This project is realized as a part of an ESP (End of Study Project) at Polytech Marseille, engineering school. It is led in a collaboration with Capgemini.
The goal is to produce a tool that will extract knowledge from a wide range of raw data and submit this refined knowledge to people who do not have extensive technical skills like managers or business analysts. The product will have to gather, arrange, analyse and publish the information. The treatment will be configured by the user based on his needs.

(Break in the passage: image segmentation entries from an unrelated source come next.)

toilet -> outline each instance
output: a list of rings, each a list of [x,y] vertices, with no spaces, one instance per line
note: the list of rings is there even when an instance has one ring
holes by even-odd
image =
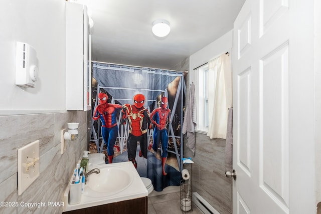
[[[142,182],[144,183],[145,187],[147,189],[147,191],[148,192],[148,194],[150,194],[152,190],[154,190],[154,187],[151,183],[151,180],[147,177],[140,177]]]

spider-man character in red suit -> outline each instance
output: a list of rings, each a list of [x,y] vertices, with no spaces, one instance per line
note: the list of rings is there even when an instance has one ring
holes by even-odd
[[[112,163],[114,157],[114,147],[119,150],[119,147],[115,145],[118,127],[117,126],[117,110],[121,109],[118,104],[111,104],[107,103],[108,97],[103,93],[98,94],[99,104],[95,109],[94,120],[100,118],[101,121],[101,135],[105,145],[107,147],[109,163]]]
[[[150,120],[155,125],[153,133],[153,143],[148,146],[148,150],[152,147],[154,151],[157,151],[159,142],[162,142],[163,154],[162,155],[162,165],[163,166],[163,175],[166,175],[165,172],[165,163],[167,157],[167,148],[169,136],[166,127],[171,117],[171,109],[167,108],[169,101],[167,97],[162,98],[161,107],[157,108],[150,113]]]
[[[139,141],[140,151],[139,156],[147,158],[147,131],[151,128],[149,113],[144,107],[145,96],[138,94],[133,98],[133,105],[124,104],[122,106],[122,123],[126,124],[127,119],[129,126],[129,134],[127,139],[128,160],[131,161],[137,168],[136,151],[137,142]]]

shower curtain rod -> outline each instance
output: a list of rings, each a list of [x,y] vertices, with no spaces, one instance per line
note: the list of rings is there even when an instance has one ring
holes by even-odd
[[[226,53],[225,53],[225,54],[229,54],[229,52],[226,52]],[[208,63],[204,63],[204,64],[203,64],[203,65],[201,65],[200,66],[197,67],[196,68],[195,68],[195,69],[194,69],[193,70],[196,70],[196,69],[197,69],[198,68],[200,68],[200,67],[201,67],[202,66],[204,66],[204,65],[206,65],[207,64],[208,64]]]
[[[187,71],[175,71],[175,70],[164,69],[163,69],[163,68],[150,68],[150,67],[148,67],[137,66],[135,66],[135,65],[130,65],[119,64],[117,64],[117,63],[105,63],[105,62],[99,62],[99,61],[92,61],[91,62],[92,62],[98,63],[105,64],[116,65],[120,65],[120,66],[124,66],[134,67],[135,68],[151,68],[152,69],[166,70],[166,71],[173,71],[174,72],[181,72],[181,73],[185,73],[185,72],[186,72],[186,73],[188,73]]]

Our architecture mainly relies on the Hadoop ecosystem, a platform or a collection of frameworks, which solves Big Data problems. The Hadoop ecosystem includes both official Apache open source projects and a wide range of commercial tools and solutions. You can consider it as a suite which encompasses a number of services (ingesting, storing, analyzing and maintaining) inside it.
The repository is organized as follow:
- doc-admin folder: all the documents regarding administration tasks of the platform (install, configure, etc.).

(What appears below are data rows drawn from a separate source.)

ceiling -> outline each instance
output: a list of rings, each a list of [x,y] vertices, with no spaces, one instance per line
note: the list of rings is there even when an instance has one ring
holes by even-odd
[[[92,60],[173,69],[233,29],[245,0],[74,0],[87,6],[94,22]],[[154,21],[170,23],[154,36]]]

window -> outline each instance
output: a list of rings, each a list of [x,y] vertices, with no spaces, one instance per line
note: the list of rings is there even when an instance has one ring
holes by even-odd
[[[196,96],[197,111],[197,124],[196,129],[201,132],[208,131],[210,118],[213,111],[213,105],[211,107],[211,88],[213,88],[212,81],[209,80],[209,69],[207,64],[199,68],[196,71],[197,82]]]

- doc-user folder: all the documents regarding usage of the platform (programming, browsing, etc.).
- bin folder: all the custom modules we developed.
- Vincent Demilly - vincentdemilly
- Gaël Foppolo - gaelfoppolo
- Jérémie Galland - W1nn13Th3P00h
- Yoann Guilcher - YoannGuilcher
- Youssef Ahabri - YoussKv
- Marouane El Yaagoubi - Marouanelya
- Mohammed Fadel - DEV94
- Đinh Đăng Khoa - dangkhoa12pfiev3
All the components used in this project are surely subject to possible change, and when it does, this project should still work properly. If you would like to help maintain or improve this project please feel free to do so.
This project is licensed under the GPLv3 license, and may be redistributed under the terms specified in the LICENSE file.